Leaves as shards of light

and a breeze blows across the park,

and on the river a wide, white birch

dangles its reflection into water.

On the grass a young jogger has stopped to do push-ups,

         half-naked, the green lawn flexed around him,

and on the path an old woman, seeing him,

turns to look at two old men, and laughs.

Rejoice!  

Rejoice that we are not limited in vision,

      that what we see is 

whole and fractured and eternal

as the grass.





 

KPB Stevens is an Episcopal priest, writer, and artist whose work has appeared in Cardinal Sins, Squalorly, Inwood Indiana, Orion Headless, and The Christian Century, as well as two EASE Gallery chap books, Wildernesses: Physical & Spiritual, and Trespasses. His story “My Beam of Light” was selected for The Wigleaf Top 50 Very Short Fictions of 2014. He lives in Columbus, Ohio with his wife and daughter.


"Last summer I rode my bike to work most days, and would collect little mental vignettes as I rode, noticing things and trying to find words for them, but not caring too much about preserving what I saw or the bits of language that I was piecing together in my mind. I had a sense that the things I saw and the words I used had some kind of eternal value, even if they were never drawn or painted or written down.

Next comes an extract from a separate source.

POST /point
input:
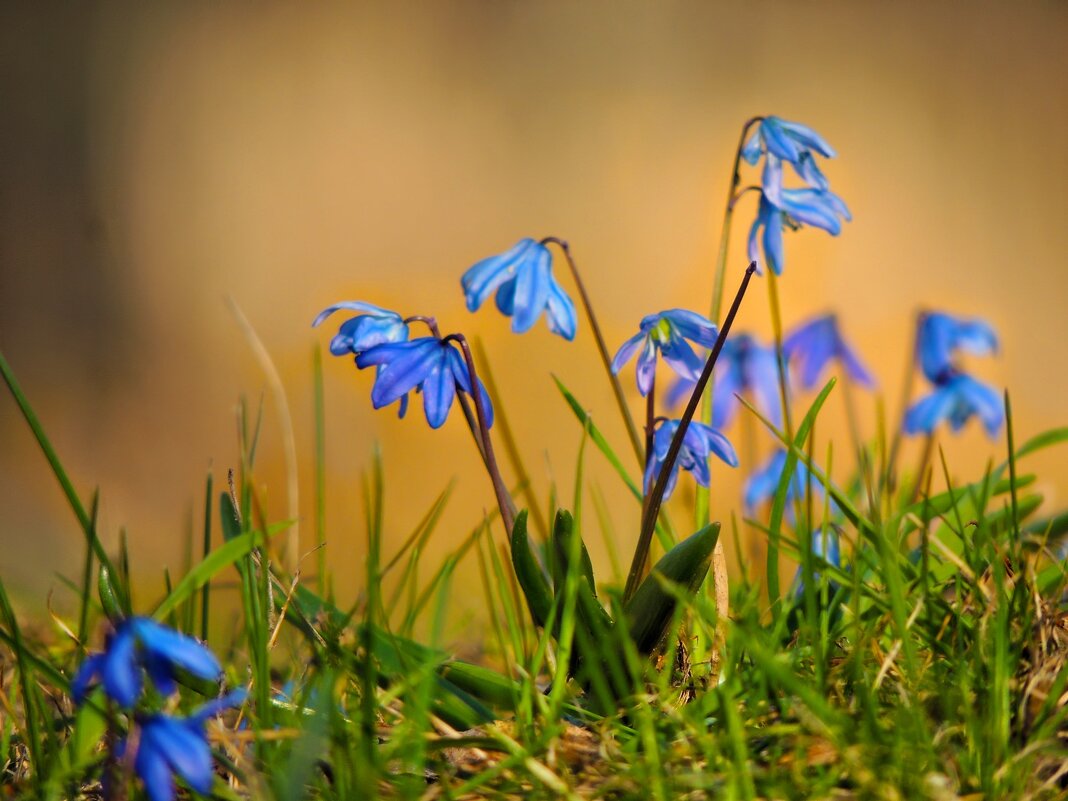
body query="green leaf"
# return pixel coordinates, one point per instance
(650, 609)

But when I passed the jogger doing push-ups, and a minute later saw the woman's reaction to him, I braked and pulled my bike up to the nearest bench, and wrote this poem in my sketchbook. It felt comprehensive, somehow, as if that whole summer of riding and observing had found a way to become articulate, and I experienced a little spike of joy because I got to witness and participate in that articulation."